火のそばに置かれた彼女に、エルガード・カウフマンが膝をついた。
言葉はない。
だが、空気が変わる。
水が集まり、熱が巡る。
過剰ではない、必要最小限の調整。
体内に無理なく回るように、わずかな水分を補い、温度を整える。
治療ではない。だが、崩れを止める。
女の呼吸が、わずかに戻る。
それだけだ。
だが――それだけで、子どもの手が、少し強く彼女の服を握った。
レオニアはそれを見ていた。
胸の奥が、わずかに軋む。
「……助かるのか」
低く、問う。
「分からない」
エルガードは即答する。
「だが、持つ可能性は上がった」
それだけの事実。
レオニアは小さく息を吐く。
配給の列は、途切れていない。
人々は並び、受け取り、戻っていく。
秩序は、守られている。
だが。
目の前には、守られなかったかもしれない命がある。
「……私は」
言葉が、わずかに揺れる。
「正しいことをしたのか」
初めての問いだった。
自分の選択への。
エルディアが静かに答える。
「正しいわよ」
即答。
「流れを止めなかった。

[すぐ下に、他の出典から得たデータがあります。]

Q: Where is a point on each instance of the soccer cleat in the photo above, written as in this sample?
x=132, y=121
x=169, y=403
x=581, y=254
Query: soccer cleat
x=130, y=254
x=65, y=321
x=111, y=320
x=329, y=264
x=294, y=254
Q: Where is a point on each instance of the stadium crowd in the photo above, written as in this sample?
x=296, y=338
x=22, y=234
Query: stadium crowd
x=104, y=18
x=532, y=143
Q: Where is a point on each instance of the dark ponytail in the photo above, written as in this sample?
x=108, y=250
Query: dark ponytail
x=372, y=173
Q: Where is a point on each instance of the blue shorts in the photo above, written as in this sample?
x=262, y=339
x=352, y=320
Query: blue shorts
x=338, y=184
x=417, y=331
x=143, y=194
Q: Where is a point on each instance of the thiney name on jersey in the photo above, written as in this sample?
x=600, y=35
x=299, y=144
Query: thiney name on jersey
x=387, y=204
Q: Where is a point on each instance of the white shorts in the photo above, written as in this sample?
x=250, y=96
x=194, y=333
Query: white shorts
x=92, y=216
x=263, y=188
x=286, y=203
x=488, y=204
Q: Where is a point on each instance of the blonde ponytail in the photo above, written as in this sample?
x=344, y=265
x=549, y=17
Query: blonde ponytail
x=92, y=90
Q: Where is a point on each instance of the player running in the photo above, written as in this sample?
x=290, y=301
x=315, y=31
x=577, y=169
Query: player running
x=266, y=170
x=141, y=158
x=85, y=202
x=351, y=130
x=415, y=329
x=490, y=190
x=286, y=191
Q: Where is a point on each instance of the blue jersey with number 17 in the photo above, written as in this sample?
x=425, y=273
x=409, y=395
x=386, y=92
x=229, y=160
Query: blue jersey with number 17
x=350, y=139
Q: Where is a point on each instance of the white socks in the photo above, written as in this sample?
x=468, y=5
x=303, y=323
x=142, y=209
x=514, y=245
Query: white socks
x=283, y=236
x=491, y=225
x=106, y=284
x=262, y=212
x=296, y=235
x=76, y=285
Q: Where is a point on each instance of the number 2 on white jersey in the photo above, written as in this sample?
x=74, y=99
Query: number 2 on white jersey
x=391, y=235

それで全体は守られた」
事実としての正しさ。
「でも」
マリナが続ける。
「“全部”は守っていませんわね」
それもまた、事実。
レオニアは目を閉じる。
剣を抜けば、守れると思っていた。
強くあれば、切れば、前に出れば。
だが、ここでは違う。
守るべきは、一人ではない。
全体だ。
そのために、目の前を“外す”。
それは――
「……見捨てたのか」
自分の声が、わずかに重い。
「違う」
エルガードが答える。
「選んだ」
短い言葉。
だが、重い。
「全部は守れない。だから、崩れない方を選んだ」
それが、現実だ。
レオニアはゆっくりと目を開ける。
火が揺れている。
列が動いている。
人が、回っている。
そして、火のそばで、小さな命が息を繋いでいる。
どちらも、現実だ。
「……ならば」
レオニアは静かに言う。
「私は、その両方を見続ける」
秩序も。
人間性も。
どちらか一方ではなく、両方を。
「選ぶのは、最後でいい」
エルディアが小さく笑う。
「そういうこと」
マリナも頷く。
「価値は、最後に決まりますもの」
エルガードは何も言わない。
ただ、女の呼吸を確認し、子どもに水を渡す。
それだけの行為。
だが、それが意味を持つ。
配給は続く。
火は消えない。
命は、すべては守れない。
だが、すべてを捨てるわけでもない。
秩序と人間性。
その間で、人は選び続ける。
レオニア・アルディウスは、初めてその“重さ”を知る。
剣では測れない重さを。
それでも彼女は、立っている。
揺れながら。
だが、崩れずに。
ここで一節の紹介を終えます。